Meister Thomas von Villach: Fresken in Villach (um 1450) und Thörl (um 1480)
Der „Meister Thomas von Villach“ ist der vielleicht bedeutendste Vertreter der Gotik bei Wandmalereien in der Alpenregion. Italienische Einflüsse auf seinen Wandfresken und Tafelbildern werden immer wieder diskutiert; ob er aber selbst Italien bereiste, ist ungewiss. Gesichert ist, dass er in Villach seine Werkstatt hatte. Neben einer Wandmalerei mit der Thematik des „Lebenden Kreuzes“ hat Meister Thomas von Villach das Himmlische Jerusalem noch zwei Mal thematisiert. In all diesen Fällen hat der Meister keinesfalls die gesamten Fresken ausgemalt, sondern Ideen geliefert, Skizzen eingereicht, Gesamtkonzeptionen erarbeitet und vor allem den Ablauf der Malereien vorbereitet, begleitet und verantwortet. Ausgeführt haben die Malereien Schüler, die oft wechselten. So dürften die Schüler, die um 1250 in Villach für den Meister arbeiteten, kaum mit denen identisch sein, die eine Generation später in Thörl tätig waren.
Das erste Beispiel gehört zu seinem Frühwerk. Das Fresko befindet sich in der römisch-katholischen Pfarrkirche Sankt Ruprecht in Villach (Kärnten), wo es um 1450 angefertigt wurde. Schon 1887 wurden erste Fragmente entdeckt, 1928 dann das Weltgericht bis 1931 freigelegt. Dabei haben sich glücklicherweise die Beschläge im Fresko erhalten, die man im 16. Jahrhundert anbrachte, um den Verputz besser halten zu lassen. Verantwortlich war die Restaurationsbetrieb Campidell aus Feistritz, der es noch heute in fünfter Generation gibt. Dieses Himmlische Jerusalem ist durch Umweltschäden in Mitleidenschaft gezogen und droht gänzlich zu verblassen. Links erkennt man noch ein hochgotisches Kirchengebäude mit fünf Filialtürmen samt Kreuzblumen.

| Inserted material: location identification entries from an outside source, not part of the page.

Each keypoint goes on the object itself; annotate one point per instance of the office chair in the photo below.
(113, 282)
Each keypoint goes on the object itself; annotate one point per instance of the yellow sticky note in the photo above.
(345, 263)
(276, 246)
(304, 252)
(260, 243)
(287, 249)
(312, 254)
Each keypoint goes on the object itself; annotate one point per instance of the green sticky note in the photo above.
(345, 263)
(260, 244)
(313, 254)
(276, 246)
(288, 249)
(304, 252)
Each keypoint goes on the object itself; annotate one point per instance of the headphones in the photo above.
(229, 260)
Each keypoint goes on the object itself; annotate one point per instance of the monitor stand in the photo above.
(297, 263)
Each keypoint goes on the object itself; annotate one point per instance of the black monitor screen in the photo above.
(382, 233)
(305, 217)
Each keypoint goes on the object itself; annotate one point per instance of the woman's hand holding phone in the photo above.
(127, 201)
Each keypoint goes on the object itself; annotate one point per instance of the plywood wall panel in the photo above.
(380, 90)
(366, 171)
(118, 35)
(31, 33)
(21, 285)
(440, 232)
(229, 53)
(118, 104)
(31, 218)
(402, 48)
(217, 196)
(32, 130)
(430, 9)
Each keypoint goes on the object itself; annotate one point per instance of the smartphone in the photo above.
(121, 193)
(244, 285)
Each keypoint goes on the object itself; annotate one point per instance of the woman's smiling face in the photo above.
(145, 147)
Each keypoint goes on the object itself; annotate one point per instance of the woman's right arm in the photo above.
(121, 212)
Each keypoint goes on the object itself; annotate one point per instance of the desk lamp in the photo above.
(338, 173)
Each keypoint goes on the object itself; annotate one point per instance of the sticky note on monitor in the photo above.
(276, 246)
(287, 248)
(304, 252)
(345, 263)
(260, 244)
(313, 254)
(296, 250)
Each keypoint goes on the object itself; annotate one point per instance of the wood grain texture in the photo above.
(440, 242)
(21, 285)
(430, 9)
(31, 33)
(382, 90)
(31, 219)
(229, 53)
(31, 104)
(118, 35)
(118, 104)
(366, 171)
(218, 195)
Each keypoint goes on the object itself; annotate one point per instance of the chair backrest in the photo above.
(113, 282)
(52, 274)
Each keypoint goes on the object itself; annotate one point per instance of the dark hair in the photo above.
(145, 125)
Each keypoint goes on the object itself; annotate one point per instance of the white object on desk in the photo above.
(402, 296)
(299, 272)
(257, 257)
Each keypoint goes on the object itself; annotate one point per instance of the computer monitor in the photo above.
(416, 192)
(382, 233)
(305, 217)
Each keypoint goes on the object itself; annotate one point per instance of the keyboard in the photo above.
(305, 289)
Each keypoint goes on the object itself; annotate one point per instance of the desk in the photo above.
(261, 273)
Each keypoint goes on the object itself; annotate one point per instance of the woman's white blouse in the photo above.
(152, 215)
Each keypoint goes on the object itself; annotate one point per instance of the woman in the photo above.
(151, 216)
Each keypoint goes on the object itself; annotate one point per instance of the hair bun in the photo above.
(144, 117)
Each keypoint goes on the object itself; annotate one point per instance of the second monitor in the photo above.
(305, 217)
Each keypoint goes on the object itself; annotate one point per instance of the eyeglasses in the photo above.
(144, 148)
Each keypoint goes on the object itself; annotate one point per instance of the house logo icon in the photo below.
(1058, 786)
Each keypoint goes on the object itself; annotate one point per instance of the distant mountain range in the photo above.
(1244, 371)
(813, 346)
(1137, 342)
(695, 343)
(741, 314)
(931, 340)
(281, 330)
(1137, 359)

Genau hier findet man ein in sich verdrehtes Schmuckelement: In einem Kreis sind zwei Vierecke übereinander gesetzt, in deren Mitte ein siebenstrahliger Stern liegt. Solches ist einzigartig und allein dieses Detail rechtfertigt die Fresken als außerordentliches Meisterwerk. Solche Schmuckformen gab es im Eingangsbereich von Synagogen, im Kontext des Neuen Jerusalem ist es singulär.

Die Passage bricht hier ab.